Similarly, mention of the "worldwide community" is presumably intended to scare people with the old claim that you can't find support for free software. However, why either claim, even if true, would be relevant to a product you bought from a particular manufacturer is unclear. Viewed from one perspective, the statement could be read as an attack on Asus' technical support.
Under the title of "Familiar," the next statement is that "Windows is easy to use and familiar so you can be up and running right away." This is probably a veiled reference to the idea that you need the command line to run GNU/Linux.
But given that desktop metaphors like the main menu and the panel are universal among operating systems, the unfamiliarity of GNU/Linux is minimal these days. Nor, since the operating system comes pre-installed, would you expect any delay in running a new Eee, regardless of whether it ran Windows or GNU/Linux.
The same is true of the last statement about "Compatibility": "You can be confident that your devices and applications will work with Windows -- more than any other platform." Aside from the fact that the claim is questionable, does anyone really believe that Asus engineers would ship an Eee with GNU/Linux without checking that all the hardware was supported? The site designers seem to have forgotten that they are not talking in the abstract, but referring to a specific product line.
If you believe these generalities, you would probably believe those captions in the video that hint that Windows includes chat, photo storage, and parental controls and GNU/Linux does not -- or even that the Windows-installed Eees have a "tough, solid state design" (while their GNU/Linux counterparts, presumably, have cases made from sandwich wrap).

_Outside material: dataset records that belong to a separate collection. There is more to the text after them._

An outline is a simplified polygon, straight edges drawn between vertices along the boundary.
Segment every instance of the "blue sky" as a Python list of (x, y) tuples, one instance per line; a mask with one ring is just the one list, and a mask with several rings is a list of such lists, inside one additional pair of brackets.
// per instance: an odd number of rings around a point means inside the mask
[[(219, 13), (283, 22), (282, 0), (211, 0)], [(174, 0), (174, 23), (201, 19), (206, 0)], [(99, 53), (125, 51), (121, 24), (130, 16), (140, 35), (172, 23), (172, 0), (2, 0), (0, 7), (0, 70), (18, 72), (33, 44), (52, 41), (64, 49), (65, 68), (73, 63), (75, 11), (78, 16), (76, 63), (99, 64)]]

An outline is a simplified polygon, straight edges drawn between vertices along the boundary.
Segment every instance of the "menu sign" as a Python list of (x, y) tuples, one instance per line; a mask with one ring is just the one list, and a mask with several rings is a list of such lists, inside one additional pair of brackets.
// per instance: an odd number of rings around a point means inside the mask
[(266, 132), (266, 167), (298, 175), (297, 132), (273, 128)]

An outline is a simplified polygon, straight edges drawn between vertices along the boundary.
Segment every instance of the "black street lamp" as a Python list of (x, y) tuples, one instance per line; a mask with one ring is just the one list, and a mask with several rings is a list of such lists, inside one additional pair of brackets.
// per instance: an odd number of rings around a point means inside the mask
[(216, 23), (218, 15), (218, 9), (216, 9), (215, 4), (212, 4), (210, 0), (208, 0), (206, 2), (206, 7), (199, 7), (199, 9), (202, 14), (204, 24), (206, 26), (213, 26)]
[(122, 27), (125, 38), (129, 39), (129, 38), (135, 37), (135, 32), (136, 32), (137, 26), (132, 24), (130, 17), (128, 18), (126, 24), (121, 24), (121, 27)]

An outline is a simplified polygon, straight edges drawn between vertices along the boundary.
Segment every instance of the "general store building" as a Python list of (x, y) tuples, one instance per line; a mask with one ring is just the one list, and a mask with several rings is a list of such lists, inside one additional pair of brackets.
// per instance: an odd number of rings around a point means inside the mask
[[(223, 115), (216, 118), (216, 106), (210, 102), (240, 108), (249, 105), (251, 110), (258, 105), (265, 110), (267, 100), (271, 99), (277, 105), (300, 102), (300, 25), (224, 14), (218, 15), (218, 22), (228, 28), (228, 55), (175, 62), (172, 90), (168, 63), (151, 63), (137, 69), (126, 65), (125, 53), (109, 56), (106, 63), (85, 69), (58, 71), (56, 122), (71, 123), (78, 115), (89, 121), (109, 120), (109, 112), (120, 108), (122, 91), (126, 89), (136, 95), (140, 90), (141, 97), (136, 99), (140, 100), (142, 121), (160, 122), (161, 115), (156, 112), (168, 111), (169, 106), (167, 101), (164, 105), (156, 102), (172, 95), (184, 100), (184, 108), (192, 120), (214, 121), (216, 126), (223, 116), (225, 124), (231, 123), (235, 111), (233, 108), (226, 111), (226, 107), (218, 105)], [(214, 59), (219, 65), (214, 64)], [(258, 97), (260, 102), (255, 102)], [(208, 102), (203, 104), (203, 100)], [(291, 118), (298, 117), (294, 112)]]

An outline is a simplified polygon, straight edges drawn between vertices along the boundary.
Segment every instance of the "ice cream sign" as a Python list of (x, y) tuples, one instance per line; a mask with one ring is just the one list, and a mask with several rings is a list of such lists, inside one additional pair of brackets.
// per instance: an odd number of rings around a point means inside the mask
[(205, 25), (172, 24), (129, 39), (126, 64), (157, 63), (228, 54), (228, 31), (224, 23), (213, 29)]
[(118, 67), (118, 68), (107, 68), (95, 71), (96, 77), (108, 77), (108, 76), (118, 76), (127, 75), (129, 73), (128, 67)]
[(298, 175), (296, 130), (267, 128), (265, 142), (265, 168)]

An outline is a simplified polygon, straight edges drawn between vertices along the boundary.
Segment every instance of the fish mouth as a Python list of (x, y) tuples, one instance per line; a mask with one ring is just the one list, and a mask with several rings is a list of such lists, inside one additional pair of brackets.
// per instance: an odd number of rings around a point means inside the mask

In theory, I am willing to admit that there might be a technical case for using Windows in preference to GNU/Linux. However, that case cannot be made by people who have apparently not booted into both operating systems and learned them thoroughly. Given the maturity of the GNU/Linux desktop, the case would have to be built from details. In practice, though, I suspect that the case would flounder on philosophical preferences with the FOSS users' insistence on controlling their own computers trumping any number of minor hardware or software specs.
But, if there is a case for preferring Windows, the It's Better with Windows site fails to deliver it -- or, for that matter, any competent argument whatsoever. The site's internal inconsistencies invalidate its message even if you lack the knowledge to pick out its misrepresentations and irrelevancies.
Perhaps Asus was too hasty in acknowledging the site. Letting the hoax rumors continue unchecked might have saved the company from an embarrassing association.